Critics say the MoD's obsession with the F-22 caused years of delay in the next-generation fighter program, called the F-X in Japan.
The MoD will buy 12 fighters in the next five years, according to the new mid-term defense program for fiscal 2011-2015. The MoD on September 30 requested 55.1 billion yen (US$718 million) in fiscal 2012 budget appropriations to acquire four new fighter jets to replace the F-4.
Four selection criteria
Lockheed, Boeing and BAE Systems have met a September 26 deadline to submit bids for Japan's F-X fighter competition.
BAE Systems is leading the Typhoon bid for the Eurofighter consortium, with support from the British government and Japan's Sumitomo Corporation, while Boeing is offering its F/A-18E/F Super Hornet Block II in conjunction with the US Navy.
The MoD has identified four selection criteria: the performance of the aircraft and its weapons, maintenance costs, level of participation of domestic firms and after-sales support. Regarding performance criteria, the MoD is focusing on stealth, kinematic performance and information-processing capabilities.
On October 5, Japanese Defense Minister Yasuo Ichikawa stressed the need to protect the domestic fighter-jet-related industry.
All three bidders have pledged to allow fighters to be built under license in Japan. The question is how much production they will allow. Boeing says 70-80% could be done in Japan.
The JASDF has 202 Mitsubishi-Boeing F-15Js, 93 Mitsubishi F-2s and 67 Mitsubishi-McDonnell Douglas F-4EJ Kai Phantoms, according to the MoD's 2011 White Paper.
Aside from domestic production, other factors loom large. Firstly, the March 11 tsunami damaged 18 F-2s at the JASDF Matsushima Air Base in Miyagi prefecture, forcing the MoD to scrap 12 of them. The F-2 cost about 12 billion yen, or US$156 million, per unit.
While the F-4s have been in service since the early 1970s, the F-15Js have been a part of the fleet since the early 1980s, making both difficult and expensive for the JASDF to maintain.

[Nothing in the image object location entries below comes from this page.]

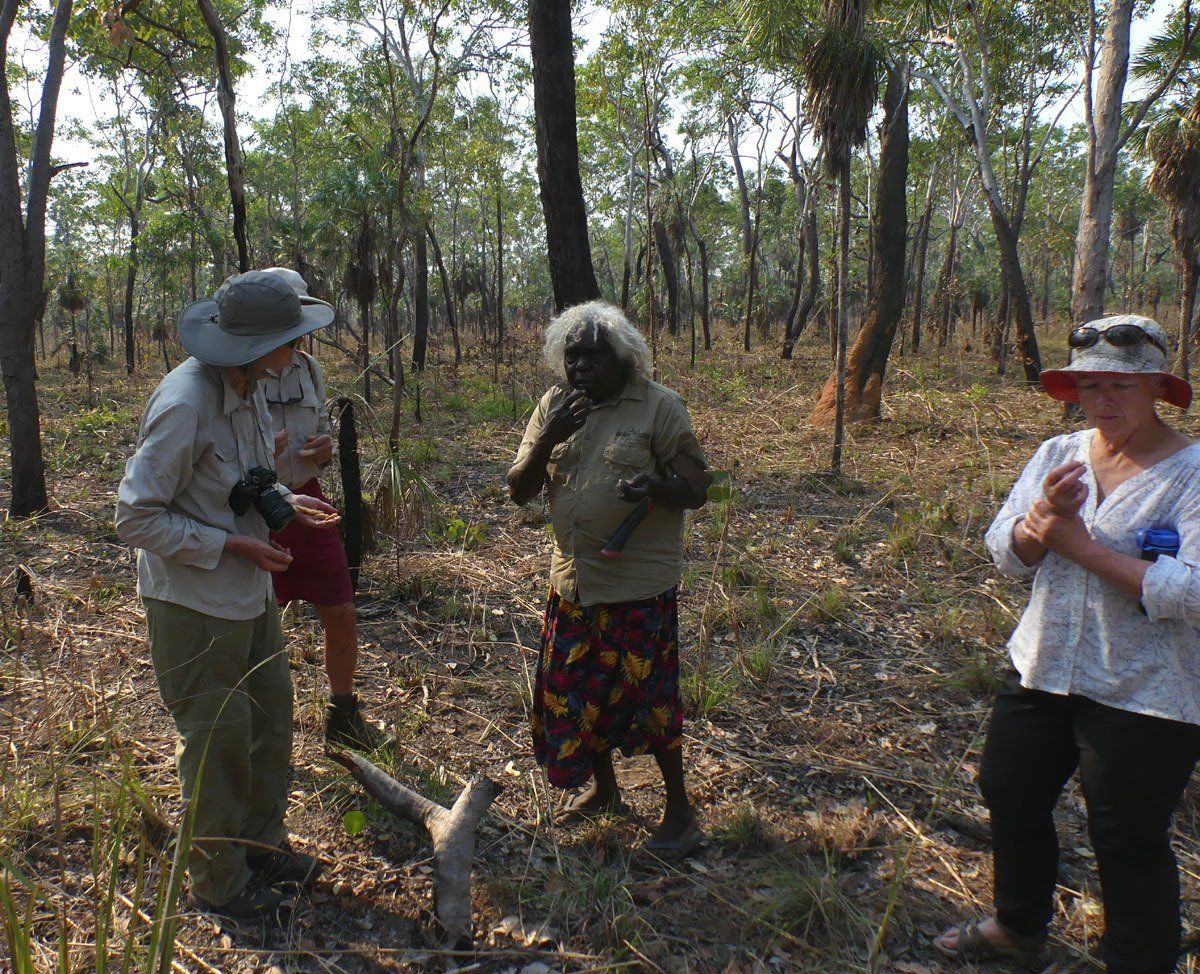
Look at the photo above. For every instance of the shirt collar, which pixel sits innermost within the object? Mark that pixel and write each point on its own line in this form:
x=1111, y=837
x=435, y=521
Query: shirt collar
x=634, y=389
x=232, y=400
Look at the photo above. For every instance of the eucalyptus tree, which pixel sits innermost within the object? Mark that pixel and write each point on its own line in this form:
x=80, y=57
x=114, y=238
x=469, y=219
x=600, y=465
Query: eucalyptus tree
x=996, y=67
x=418, y=53
x=840, y=70
x=23, y=246
x=1109, y=124
x=569, y=251
x=862, y=380
x=1174, y=145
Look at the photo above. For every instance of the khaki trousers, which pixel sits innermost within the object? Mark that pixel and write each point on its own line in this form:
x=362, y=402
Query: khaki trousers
x=228, y=687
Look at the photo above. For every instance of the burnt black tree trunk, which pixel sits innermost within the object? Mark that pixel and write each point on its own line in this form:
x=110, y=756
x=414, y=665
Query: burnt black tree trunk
x=558, y=154
x=810, y=256
x=670, y=275
x=705, y=320
x=23, y=260
x=447, y=293
x=420, y=299
x=869, y=358
x=234, y=168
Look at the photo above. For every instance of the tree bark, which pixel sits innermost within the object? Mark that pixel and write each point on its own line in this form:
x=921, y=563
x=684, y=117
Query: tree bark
x=558, y=154
x=705, y=320
x=451, y=833
x=1187, y=312
x=811, y=254
x=226, y=100
x=23, y=260
x=670, y=274
x=918, y=296
x=841, y=326
x=131, y=276
x=748, y=235
x=868, y=360
x=1018, y=294
x=448, y=294
x=1104, y=136
x=420, y=298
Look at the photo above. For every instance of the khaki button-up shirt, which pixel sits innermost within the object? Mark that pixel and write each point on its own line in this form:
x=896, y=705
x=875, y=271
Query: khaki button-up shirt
x=641, y=430
x=297, y=400
x=198, y=438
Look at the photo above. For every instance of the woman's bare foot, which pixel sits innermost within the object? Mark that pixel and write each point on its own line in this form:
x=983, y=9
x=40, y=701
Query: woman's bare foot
x=594, y=801
x=676, y=824
x=985, y=939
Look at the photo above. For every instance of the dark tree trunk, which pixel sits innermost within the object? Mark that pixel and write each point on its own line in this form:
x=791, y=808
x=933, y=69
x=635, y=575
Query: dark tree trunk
x=420, y=299
x=748, y=234
x=558, y=154
x=918, y=296
x=1018, y=293
x=1187, y=312
x=670, y=274
x=705, y=320
x=226, y=100
x=946, y=286
x=448, y=294
x=868, y=360
x=811, y=254
x=23, y=260
x=499, y=271
x=131, y=277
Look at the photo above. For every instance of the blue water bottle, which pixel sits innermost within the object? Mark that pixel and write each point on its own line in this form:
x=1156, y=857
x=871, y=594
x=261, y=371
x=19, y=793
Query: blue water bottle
x=1156, y=541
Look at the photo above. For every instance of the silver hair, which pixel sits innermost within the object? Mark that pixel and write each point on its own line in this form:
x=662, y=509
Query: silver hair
x=600, y=319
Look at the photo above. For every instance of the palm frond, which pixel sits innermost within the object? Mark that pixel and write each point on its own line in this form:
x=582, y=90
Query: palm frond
x=841, y=76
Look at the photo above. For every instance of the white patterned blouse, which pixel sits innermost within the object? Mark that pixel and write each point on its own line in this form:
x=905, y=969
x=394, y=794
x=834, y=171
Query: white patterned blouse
x=1080, y=633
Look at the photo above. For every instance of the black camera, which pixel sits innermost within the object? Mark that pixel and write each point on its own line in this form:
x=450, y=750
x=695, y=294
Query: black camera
x=261, y=488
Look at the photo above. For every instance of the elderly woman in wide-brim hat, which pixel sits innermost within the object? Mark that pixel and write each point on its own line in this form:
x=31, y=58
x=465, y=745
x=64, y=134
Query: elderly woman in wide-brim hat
x=197, y=501
x=1107, y=655
x=601, y=444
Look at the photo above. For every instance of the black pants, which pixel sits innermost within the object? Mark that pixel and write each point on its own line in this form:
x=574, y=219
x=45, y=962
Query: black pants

In addition, on September 27, Mitsubishi Heavy Industries Ltd handed over its last F-2 fighter to the MoD at the Komaki Minami plant in Aichi prefecture, ending more than five decades of fighter-jet production since 1956. The Japanese media reported about two dozen parts suppliers and manufacturers had exited from the fighter-jet market.
As if to illustrate Japan's strains in air defense, a F-15J Eagle based at Naha Air Base in Okinawa prefecture crashed in the East China Sea on July 5 during combat training. More recently, an F-15 fighter lost an empty auxiliary fuel tank and part of a mock missile on October 7 during a training flight over Ishikawa prefecture.
Russia and China appear to have exploited the weaknesses in Japan's air defense. The number of scrambles the JASDF had to launch increased dramatically in recent years to intercept intruders, as Russian and Chinese military aircraft toyed with Japanese airspace. Japan scrambled fighters 386 times in fiscal year 2010, the highest number since 1991.
Russia is jointly developing a fifth-generation fighter T-50 (PAK FA) with India, while China is developing its own new fifth-generation multi-purpose fighter, the J-20. For Japan, the threat from the air is increasing.
Japan has never procured European fighters. More than a few experts have pointed out the Eurofighter may lack full interoperability with US military equipment, which Japan relies on. However, British ambassador David Warren has stressed that this is not the case.
Maintenance and repair is another worry for the Eurofighter since Japan is accustomed to US equipment.
As for Boeing's F/A-18E/F Super Hornet, it is little more than the F-2, or Japan's most advanced 4th-generation multirole fighter based on the F-16. The stealth capabilities of the Eurofighter and Super Hornet are weaker than the F-35.
"Considering all the various factors together such as the state of the domestic fighter-jet-related defense industry, the interoperability with US equipment and China's air capabilities, which Japan needs to be most aware of, the F-35 is the most likely winner," said Hideshi Takesada, a professor at Yonsei University of South Korea.